Documents leaked by Edward Snowden gave Americans their first glimpse of the massive NSA spying program. The programs were vigorously defended by government officials, citing 9/11 as the reason the programs needed to be continued. Americans heard public officials maintain that we needed the spying program to “connect the dots” and prevent future attacks. Yet an archive story at Bloomberg indicates that the NSA approached AT&T to help set up a domestic telephone surveillance program seven months before September 11, 2001.
The two agencies at the center of the controversy were the NSA and DEA and may have been in place as far back as 1992. A recent USA Today story indicates that the Justice Department and DEA tracked the international calls of tens of millions of Americans to nearly 116 countries around the world. These were not all faraway and exotic countries known for their involvement in drug trafficking but included Canada, Mexico, Europe and virtually all of South America.
The Justice Department admitted the DEA had been collecting the telephone data of millions of Americans but the sheer scope of the program has only recently come to light. While the agency was not listening in on all phone calls they were tracking what’s called the metadata, information about the time, date, number dialed and length of the conversation. The DEA program, since discontinued, served as the model for the broader program implemented after 9/11. Details of the DEA program indicate that the agency gathered records without court approval, searched them more in a single day than the surveillance court authorizes in a year and automatically correlated the data with thousands of investigative reports.
Rand Paul kicked off his presidential bid by suggesting that the phone records of law-abiding Americans should be off limits, a point that drew thunderous applause from the audience. Paul, a favorite of the Libertarian leaning electorate, vowed to end unconstitutional NSA spying on day one. Holding up his own phone, Paul declared, “The phone records of law-abiding citizens are none of their damn business.” It’s a message that seems to resonate with many on both sides of the political aisle. In spite of strong opposition by the public, the spying program, in one form or another, has been approved by four different presidential administrations.
What Americans should be asking themselves is if the spying prior to 9/11 didn’t help officials connect the dots, why should we believe it’s going to work now?
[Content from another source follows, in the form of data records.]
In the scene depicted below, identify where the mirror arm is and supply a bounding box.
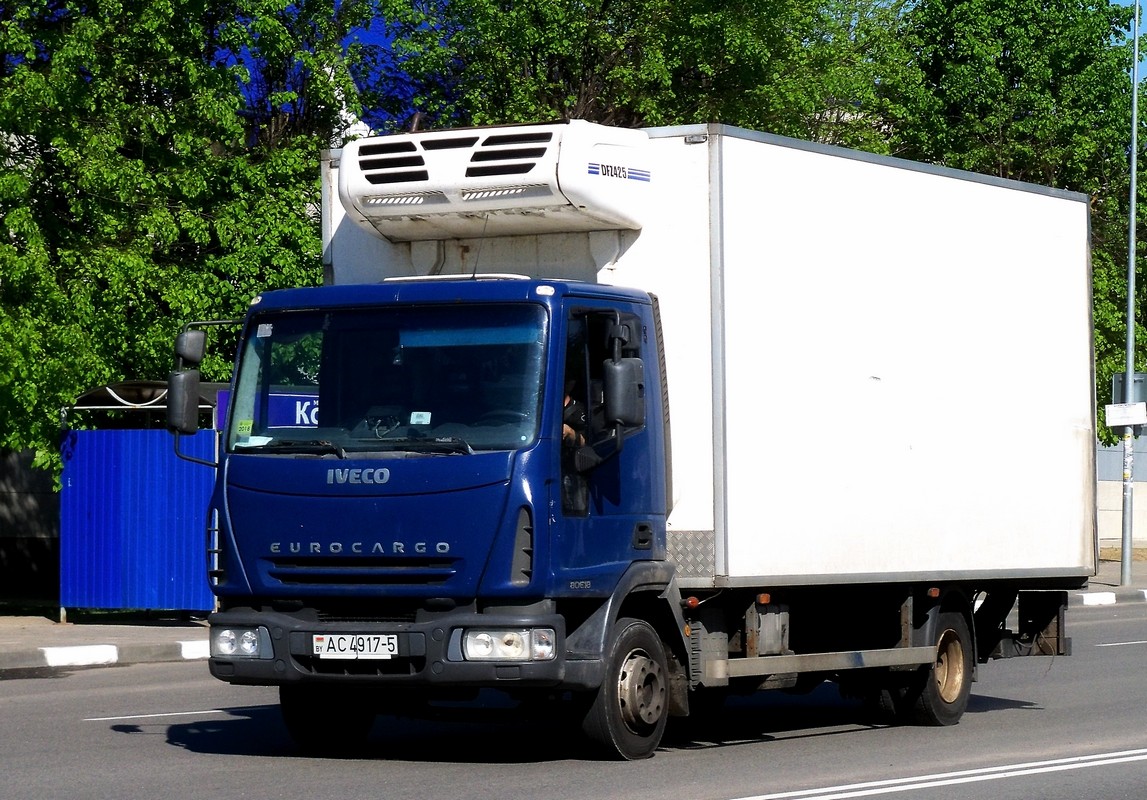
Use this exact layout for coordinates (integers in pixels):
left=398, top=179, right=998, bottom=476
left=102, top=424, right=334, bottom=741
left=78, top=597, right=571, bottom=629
left=172, top=429, right=218, bottom=468
left=573, top=427, right=627, bottom=473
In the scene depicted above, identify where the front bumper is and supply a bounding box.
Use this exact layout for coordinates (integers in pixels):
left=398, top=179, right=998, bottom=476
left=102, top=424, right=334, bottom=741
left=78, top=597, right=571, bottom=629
left=207, top=608, right=572, bottom=688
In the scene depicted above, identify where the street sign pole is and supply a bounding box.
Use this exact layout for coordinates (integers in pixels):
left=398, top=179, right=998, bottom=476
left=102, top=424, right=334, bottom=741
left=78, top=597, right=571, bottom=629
left=1122, top=0, right=1142, bottom=587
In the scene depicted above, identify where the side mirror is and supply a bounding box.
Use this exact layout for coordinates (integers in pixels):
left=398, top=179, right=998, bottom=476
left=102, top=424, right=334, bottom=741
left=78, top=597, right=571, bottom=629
left=573, top=358, right=644, bottom=474
left=603, top=357, right=645, bottom=427
left=174, top=329, right=207, bottom=366
left=167, top=369, right=202, bottom=434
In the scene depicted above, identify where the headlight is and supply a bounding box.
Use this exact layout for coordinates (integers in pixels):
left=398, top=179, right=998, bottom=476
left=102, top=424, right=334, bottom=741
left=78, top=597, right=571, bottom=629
left=462, top=628, right=556, bottom=662
left=211, top=626, right=273, bottom=659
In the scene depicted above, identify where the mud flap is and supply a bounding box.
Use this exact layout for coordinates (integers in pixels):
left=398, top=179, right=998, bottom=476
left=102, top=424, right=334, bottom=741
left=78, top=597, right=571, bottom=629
left=983, top=590, right=1070, bottom=659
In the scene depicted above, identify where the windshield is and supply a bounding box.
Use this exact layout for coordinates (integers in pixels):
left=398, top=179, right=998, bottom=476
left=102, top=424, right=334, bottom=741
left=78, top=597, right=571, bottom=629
left=226, top=303, right=547, bottom=455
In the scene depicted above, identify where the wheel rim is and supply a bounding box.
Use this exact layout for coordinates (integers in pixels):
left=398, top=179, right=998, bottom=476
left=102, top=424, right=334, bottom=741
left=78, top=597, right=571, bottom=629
left=934, top=628, right=967, bottom=704
left=617, top=648, right=666, bottom=730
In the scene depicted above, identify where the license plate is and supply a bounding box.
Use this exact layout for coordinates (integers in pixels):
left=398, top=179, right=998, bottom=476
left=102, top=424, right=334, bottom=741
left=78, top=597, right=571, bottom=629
left=312, top=634, right=398, bottom=660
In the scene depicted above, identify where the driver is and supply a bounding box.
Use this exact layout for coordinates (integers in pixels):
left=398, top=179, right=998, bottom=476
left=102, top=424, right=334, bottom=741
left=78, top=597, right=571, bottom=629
left=563, top=382, right=587, bottom=447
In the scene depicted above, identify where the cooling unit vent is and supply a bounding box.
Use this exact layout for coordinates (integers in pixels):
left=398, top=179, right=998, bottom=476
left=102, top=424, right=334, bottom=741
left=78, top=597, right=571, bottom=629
left=338, top=120, right=653, bottom=242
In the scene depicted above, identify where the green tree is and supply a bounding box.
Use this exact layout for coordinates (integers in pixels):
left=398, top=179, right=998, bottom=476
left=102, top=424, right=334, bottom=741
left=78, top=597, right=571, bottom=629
left=664, top=0, right=912, bottom=149
left=377, top=0, right=673, bottom=128
left=0, top=0, right=382, bottom=472
left=887, top=0, right=1131, bottom=186
left=377, top=0, right=911, bottom=148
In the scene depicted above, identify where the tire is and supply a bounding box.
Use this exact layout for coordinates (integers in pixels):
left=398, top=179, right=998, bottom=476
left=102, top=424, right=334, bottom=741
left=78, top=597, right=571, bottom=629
left=279, top=685, right=376, bottom=756
left=902, top=610, right=974, bottom=726
left=581, top=617, right=669, bottom=760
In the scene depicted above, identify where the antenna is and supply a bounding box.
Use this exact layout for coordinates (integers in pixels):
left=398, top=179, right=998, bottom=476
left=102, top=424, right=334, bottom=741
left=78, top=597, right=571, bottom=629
left=470, top=213, right=490, bottom=279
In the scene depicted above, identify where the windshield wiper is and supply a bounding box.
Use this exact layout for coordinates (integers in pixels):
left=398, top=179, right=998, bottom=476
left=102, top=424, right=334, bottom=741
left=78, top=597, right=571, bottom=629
left=368, top=436, right=474, bottom=455
left=430, top=437, right=475, bottom=455
left=251, top=439, right=348, bottom=459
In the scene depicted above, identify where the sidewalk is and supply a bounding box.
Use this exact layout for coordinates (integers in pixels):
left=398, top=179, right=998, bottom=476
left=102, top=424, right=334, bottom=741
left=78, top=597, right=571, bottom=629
left=0, top=612, right=208, bottom=674
left=1080, top=551, right=1147, bottom=606
left=1, top=559, right=1145, bottom=677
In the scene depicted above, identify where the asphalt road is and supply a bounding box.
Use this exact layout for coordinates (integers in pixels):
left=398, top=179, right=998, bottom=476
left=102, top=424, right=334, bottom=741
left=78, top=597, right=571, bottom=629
left=2, top=603, right=1145, bottom=800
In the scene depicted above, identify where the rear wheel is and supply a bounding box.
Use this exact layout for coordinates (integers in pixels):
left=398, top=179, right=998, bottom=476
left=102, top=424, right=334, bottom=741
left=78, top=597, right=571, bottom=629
left=279, top=685, right=376, bottom=755
left=902, top=610, right=973, bottom=726
left=581, top=617, right=669, bottom=760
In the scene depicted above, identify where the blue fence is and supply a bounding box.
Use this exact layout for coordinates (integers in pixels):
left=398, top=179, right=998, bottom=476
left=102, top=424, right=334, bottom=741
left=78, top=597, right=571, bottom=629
left=60, top=429, right=216, bottom=612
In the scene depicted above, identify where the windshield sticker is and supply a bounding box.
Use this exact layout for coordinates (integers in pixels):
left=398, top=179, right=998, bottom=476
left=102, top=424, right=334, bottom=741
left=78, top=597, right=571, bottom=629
left=257, top=323, right=273, bottom=338
left=410, top=411, right=432, bottom=425
left=236, top=419, right=253, bottom=436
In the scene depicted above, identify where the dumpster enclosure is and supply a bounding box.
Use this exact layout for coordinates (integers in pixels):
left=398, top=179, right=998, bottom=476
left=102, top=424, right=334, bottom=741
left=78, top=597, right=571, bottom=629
left=59, top=381, right=221, bottom=618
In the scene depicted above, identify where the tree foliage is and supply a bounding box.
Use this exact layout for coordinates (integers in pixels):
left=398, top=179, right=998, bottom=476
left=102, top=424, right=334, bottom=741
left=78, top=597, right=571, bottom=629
left=0, top=0, right=386, bottom=470
left=377, top=0, right=913, bottom=148
left=0, top=0, right=1141, bottom=468
left=887, top=0, right=1131, bottom=188
left=666, top=0, right=913, bottom=149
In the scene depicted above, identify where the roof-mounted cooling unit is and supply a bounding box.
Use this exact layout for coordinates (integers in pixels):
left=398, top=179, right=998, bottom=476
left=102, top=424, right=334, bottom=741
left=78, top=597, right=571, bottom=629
left=337, top=120, right=653, bottom=242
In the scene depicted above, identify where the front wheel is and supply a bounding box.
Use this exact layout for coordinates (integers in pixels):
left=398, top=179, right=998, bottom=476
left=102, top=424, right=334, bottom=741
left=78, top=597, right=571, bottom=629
left=581, top=617, right=669, bottom=760
left=902, top=610, right=974, bottom=726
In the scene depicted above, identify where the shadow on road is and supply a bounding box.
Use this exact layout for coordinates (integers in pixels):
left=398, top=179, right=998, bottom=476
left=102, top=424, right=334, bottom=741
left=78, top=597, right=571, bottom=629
left=965, top=693, right=1040, bottom=714
left=159, top=700, right=582, bottom=762
left=145, top=683, right=900, bottom=762
left=137, top=682, right=1039, bottom=762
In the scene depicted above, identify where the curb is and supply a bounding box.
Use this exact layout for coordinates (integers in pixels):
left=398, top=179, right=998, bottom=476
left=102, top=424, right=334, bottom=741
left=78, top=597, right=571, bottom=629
left=1074, top=588, right=1147, bottom=607
left=0, top=640, right=208, bottom=673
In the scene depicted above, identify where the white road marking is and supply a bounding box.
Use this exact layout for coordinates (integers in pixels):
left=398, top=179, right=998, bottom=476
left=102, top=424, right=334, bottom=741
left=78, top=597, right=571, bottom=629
left=84, top=708, right=239, bottom=722
left=1096, top=640, right=1147, bottom=647
left=734, top=749, right=1147, bottom=800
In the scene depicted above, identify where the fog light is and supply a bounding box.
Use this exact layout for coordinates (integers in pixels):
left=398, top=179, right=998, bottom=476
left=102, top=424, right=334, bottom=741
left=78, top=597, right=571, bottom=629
left=531, top=628, right=555, bottom=661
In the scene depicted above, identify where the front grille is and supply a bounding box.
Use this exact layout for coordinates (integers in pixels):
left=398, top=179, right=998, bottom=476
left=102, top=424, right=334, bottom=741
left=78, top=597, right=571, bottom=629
left=312, top=599, right=422, bottom=623
left=266, top=555, right=458, bottom=587
left=294, top=654, right=424, bottom=677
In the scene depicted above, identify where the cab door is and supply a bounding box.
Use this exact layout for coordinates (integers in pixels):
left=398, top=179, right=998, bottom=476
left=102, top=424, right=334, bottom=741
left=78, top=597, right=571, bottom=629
left=551, top=301, right=665, bottom=590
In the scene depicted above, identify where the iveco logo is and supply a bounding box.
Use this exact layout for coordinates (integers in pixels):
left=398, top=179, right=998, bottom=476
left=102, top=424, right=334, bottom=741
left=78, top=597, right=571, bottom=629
left=327, top=468, right=390, bottom=485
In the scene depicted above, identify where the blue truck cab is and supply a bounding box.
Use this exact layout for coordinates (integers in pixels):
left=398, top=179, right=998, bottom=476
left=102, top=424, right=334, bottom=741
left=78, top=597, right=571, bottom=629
left=170, top=276, right=683, bottom=758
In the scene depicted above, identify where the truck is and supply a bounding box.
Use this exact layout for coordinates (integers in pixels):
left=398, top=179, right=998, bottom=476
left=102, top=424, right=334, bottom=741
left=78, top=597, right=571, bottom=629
left=167, top=120, right=1097, bottom=760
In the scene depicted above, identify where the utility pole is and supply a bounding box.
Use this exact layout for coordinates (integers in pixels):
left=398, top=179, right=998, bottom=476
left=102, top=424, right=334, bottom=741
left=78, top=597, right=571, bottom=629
left=1122, top=0, right=1142, bottom=588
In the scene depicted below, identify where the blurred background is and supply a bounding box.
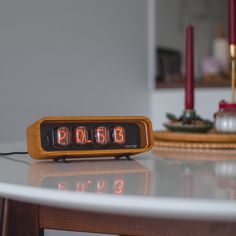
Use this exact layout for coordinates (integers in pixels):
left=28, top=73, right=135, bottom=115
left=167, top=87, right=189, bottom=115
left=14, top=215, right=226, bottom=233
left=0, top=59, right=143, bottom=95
left=0, top=0, right=231, bottom=142
left=156, top=0, right=228, bottom=80
left=0, top=0, right=231, bottom=235
left=152, top=0, right=231, bottom=130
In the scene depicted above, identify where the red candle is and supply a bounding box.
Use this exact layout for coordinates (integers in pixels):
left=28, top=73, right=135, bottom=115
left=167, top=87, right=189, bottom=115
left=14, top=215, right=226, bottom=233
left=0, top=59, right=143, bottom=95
left=185, top=25, right=194, bottom=110
left=228, top=0, right=236, bottom=44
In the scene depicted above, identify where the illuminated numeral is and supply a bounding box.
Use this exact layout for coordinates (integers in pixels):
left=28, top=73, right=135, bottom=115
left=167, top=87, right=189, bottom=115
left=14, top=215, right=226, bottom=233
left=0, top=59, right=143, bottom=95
left=75, top=126, right=88, bottom=144
left=95, top=126, right=109, bottom=145
left=56, top=127, right=70, bottom=146
left=57, top=182, right=68, bottom=191
left=96, top=180, right=107, bottom=193
left=112, top=126, right=126, bottom=144
left=114, top=179, right=125, bottom=195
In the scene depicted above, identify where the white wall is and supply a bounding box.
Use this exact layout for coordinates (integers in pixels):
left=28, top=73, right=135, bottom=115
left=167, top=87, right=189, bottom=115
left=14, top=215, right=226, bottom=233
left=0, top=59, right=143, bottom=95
left=0, top=0, right=150, bottom=142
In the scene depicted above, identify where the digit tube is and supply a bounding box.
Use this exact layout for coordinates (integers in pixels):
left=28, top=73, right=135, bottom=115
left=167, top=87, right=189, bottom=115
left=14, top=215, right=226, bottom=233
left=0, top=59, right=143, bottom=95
left=185, top=25, right=194, bottom=110
left=112, top=127, right=126, bottom=144
left=75, top=126, right=88, bottom=145
left=95, top=126, right=110, bottom=145
left=56, top=127, right=70, bottom=146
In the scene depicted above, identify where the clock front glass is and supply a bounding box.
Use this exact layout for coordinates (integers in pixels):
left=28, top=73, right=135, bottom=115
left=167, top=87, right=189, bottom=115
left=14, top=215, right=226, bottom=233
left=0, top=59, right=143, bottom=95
left=40, top=122, right=141, bottom=151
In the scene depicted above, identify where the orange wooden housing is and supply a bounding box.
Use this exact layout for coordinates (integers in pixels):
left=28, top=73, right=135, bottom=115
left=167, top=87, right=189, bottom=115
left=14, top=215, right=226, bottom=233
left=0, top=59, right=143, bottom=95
left=26, top=116, right=153, bottom=160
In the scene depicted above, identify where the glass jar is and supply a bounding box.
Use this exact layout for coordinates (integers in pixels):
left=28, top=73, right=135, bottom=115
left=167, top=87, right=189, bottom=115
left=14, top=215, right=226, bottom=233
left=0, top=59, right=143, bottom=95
left=214, top=101, right=236, bottom=133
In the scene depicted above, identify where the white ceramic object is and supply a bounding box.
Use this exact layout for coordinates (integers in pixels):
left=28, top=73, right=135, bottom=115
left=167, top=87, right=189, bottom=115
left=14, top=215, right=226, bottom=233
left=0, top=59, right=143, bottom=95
left=214, top=101, right=236, bottom=133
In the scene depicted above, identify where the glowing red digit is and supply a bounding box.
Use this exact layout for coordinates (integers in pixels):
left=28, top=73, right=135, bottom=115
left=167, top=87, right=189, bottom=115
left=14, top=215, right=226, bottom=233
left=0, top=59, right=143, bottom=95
left=95, top=126, right=109, bottom=145
left=75, top=126, right=88, bottom=144
left=56, top=127, right=70, bottom=146
left=114, top=179, right=125, bottom=194
left=112, top=126, right=125, bottom=144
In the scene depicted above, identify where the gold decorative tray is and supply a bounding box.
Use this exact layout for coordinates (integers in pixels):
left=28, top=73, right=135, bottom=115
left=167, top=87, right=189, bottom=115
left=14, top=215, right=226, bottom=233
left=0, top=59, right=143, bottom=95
left=154, top=131, right=236, bottom=149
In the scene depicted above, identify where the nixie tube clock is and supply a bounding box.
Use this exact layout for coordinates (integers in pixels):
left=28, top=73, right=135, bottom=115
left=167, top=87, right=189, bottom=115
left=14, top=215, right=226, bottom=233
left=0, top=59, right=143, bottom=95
left=26, top=116, right=153, bottom=160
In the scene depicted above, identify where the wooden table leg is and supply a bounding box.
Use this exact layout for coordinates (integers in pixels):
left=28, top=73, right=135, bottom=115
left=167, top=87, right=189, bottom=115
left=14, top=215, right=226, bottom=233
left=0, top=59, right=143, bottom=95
left=0, top=199, right=43, bottom=236
left=40, top=206, right=236, bottom=236
left=2, top=199, right=236, bottom=236
left=0, top=198, right=4, bottom=236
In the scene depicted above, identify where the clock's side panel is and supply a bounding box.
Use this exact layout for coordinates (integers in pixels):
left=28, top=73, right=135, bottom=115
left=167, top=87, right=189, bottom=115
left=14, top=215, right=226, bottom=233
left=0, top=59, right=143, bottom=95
left=26, top=120, right=44, bottom=159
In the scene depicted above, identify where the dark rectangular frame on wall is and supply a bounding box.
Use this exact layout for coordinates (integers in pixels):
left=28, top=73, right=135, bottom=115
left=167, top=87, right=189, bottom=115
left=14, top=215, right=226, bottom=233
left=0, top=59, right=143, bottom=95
left=156, top=47, right=182, bottom=83
left=155, top=48, right=231, bottom=89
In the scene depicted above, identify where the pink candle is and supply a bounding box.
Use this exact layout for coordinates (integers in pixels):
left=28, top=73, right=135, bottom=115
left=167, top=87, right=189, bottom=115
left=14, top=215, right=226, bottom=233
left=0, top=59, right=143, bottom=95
left=185, top=25, right=194, bottom=110
left=228, top=0, right=236, bottom=44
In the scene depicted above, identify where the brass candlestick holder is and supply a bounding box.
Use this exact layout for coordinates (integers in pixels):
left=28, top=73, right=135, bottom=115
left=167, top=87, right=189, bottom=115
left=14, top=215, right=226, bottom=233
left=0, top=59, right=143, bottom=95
left=214, top=45, right=236, bottom=133
left=230, top=44, right=236, bottom=102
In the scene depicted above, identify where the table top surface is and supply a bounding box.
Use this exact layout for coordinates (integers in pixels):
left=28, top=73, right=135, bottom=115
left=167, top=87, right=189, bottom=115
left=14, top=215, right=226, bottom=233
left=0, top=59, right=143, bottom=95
left=1, top=142, right=236, bottom=220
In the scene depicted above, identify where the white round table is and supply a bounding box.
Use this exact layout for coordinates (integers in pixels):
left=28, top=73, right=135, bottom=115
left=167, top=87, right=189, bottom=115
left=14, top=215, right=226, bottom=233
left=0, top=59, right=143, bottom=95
left=1, top=142, right=236, bottom=236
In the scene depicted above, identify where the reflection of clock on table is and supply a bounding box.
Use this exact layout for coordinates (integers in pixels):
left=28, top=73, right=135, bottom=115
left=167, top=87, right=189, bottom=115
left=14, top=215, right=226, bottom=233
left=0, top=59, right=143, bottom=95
left=28, top=160, right=152, bottom=195
left=215, top=163, right=236, bottom=200
left=27, top=116, right=153, bottom=160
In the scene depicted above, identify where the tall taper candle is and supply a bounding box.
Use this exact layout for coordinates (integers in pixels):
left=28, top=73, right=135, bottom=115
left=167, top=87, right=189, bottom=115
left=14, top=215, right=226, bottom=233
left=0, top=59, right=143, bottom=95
left=185, top=25, right=194, bottom=110
left=229, top=0, right=236, bottom=44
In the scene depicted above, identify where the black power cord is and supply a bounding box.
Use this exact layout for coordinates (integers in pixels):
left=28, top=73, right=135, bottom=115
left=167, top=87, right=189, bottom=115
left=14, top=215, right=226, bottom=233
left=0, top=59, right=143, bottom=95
left=0, top=152, right=28, bottom=155
left=0, top=152, right=30, bottom=166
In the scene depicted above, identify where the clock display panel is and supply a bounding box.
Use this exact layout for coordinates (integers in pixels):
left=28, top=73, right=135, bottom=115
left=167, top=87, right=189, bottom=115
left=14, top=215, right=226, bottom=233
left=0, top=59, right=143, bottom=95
left=40, top=122, right=141, bottom=152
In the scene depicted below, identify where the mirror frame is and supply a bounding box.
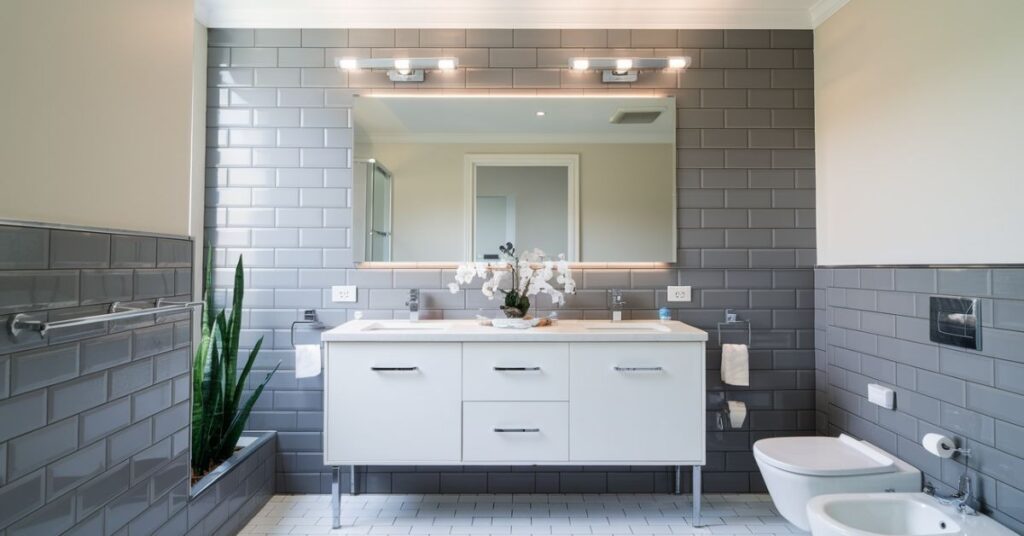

All the spying did nothing to stop a pair of foreign nationals from setting off bombs at the Boston Marathon and Americans are right to question the utility of the program which is not only invading the privacy of millions of Americans but is collectively costing us billions of dollars.
Most people would be tempted to trade a little of their privacy if it meant getting greater security in exchange. The recent revelations about the government’s domestic phone spying would lead reasonable people to question whether all the spying is making us any safer. The question our elected officials should be asking is if spying on the phone calls of average Americans is not working, then why are we still doing it?